There’s something else, though, about these letters that stands in marked contrast to The Meditations: the amount of small talk, and sometimes even griping, that goes on about various health conditions. Fronto was roughly twenty years Marcus’s senior and was particularly fond of complaining to him about his assorted aches and pains. In one instance, Fronto lists the regions of his body most afflicted during the night by widespread pain—“my shoulder, elbow, knee, and ankle”—which he says prevented him from writing to Marcus in his own hand.3

In another letter he writes,

After your departure I was seized by a pain in the knee, mild enough, it is true, for me to be able to walk with due caution and use a carriage. Tonight the pain has set in more violently, but not so badly that I cannot easily bear it when lying down, if it does not get any worse.4

Sometimes Marcus gets drawn into gossiping with Fronto about his own health problems.

As to my present state of health, you will be able to judge that easily enough from my shaky handwriting.
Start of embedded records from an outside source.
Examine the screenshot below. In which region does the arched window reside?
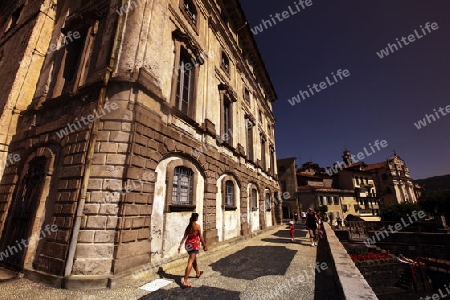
[225,180,234,207]
[220,51,230,74]
[183,0,197,26]
[252,189,258,210]
[172,166,194,205]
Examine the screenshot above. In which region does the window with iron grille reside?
[221,52,230,73]
[333,196,339,205]
[225,180,234,206]
[172,167,194,205]
[244,88,250,102]
[247,122,254,160]
[184,0,197,25]
[252,189,258,210]
[175,47,194,115]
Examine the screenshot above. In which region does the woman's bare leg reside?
[192,255,200,276]
[183,253,197,284]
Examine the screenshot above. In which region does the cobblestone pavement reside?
[0,225,334,300]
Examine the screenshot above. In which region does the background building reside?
[364,154,421,205]
[0,0,281,288]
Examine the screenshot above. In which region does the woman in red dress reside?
[178,213,208,288]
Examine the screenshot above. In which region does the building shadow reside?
[210,246,297,280]
[314,232,344,300]
[139,286,240,300]
[273,226,308,239]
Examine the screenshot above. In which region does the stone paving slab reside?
[0,226,325,300]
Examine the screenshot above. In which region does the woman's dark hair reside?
[184,213,198,234]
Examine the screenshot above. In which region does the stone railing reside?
[324,223,378,300]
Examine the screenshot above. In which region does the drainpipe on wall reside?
[64,0,128,277]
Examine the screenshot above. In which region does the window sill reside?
[225,206,237,211]
[169,204,196,212]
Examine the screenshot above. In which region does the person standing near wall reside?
[178,213,208,288]
[306,208,319,247]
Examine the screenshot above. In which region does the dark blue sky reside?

It is true that as regards my strength, that is beginning to come back, and nothing remains, besides, of the pain in my chest; but the ulcer is working on my windpipe.5

This particular letter was written before Marcus was acclaimed emperor. It shows that by the age of forty, perhaps much earlier, he was already suffering from the kind of symptoms that would afflict him throughout his reign. In these letters, though, there’s no evidence of the Stoic techniques for coping that we find a decade or more later in The Meditations.

As a youth, Marcus was fit and enjoyed physical activity, as we’ve seen. While at Rome, he was trained to fight in armor, probably by gladiators, using blunted weapons for practice. He also enjoyed hunting and particularly loved to spear wild boar from horseback. He went fowling as well, hunting birds with nets and spears.

So our overall picture of Marcus in his youth is one of a strong, athletic young man. As he aged into his forties and fifties, though, he became physically frail, and that seems to be how subsequent generations remembered him. Writing in the fourth century, for instance, the Emperor Julian imagines Marcus’s skin looked diaphanous and translucent. Marcus even referred to himself in a speech as a weak old man, unable to take food without pain or sleep without disturbance. The Meditations also mentions him obtaining remedies for coughing up blood and spells of giddiness.6 He particularly suffered from chronic chest and stomach pains. He could manage only small amounts of food, taken late at night. Scholars have offered different diagnoses, the most common being chronic stomach ulcers, although he probably suffered from multiple health problems.

After the initial plague outbreak at Rome, Marcus’s court physician, Galen, prescribed him the ancient compound known as theriac, a mysterious concoction made from dozens of exotic ingredients, everything from bitter myrrh to fermented viper’s flesh and a small quantity of opium. Marcus believed that regular doses of theriac helped him endure the pain in his stomach and chest as well as his other symptoms. He stopped using it for a time because it was making him too drowsy, but he resumed taking a modified version with a reduced quantity of opium. He therefore seems to have taken theriac judiciously and in a mild form.

In any case, the medicine clearly didn’t eliminate the pain and discomfort Marcus felt. Like many people who suffer from chronic pain, he had to develop other ways of coping. Over the years, therefore, Marcus came to depend on the psychological techniques of Stoicism as a way of living with health problems, especially as things became tougher for him after joining the army on the Danube. During the misery of the Antonine Plague and the carnage of the Marcomannic Wars, he must have witnessed countless people dealing with their own suffering, some better than others. Over the course of his life, he learned a great deal by studying how a handful of exemplary individuals endured severe pain and illness. He interpreted that wisdom through the lens of Stoicism and then distilled it into The Meditations.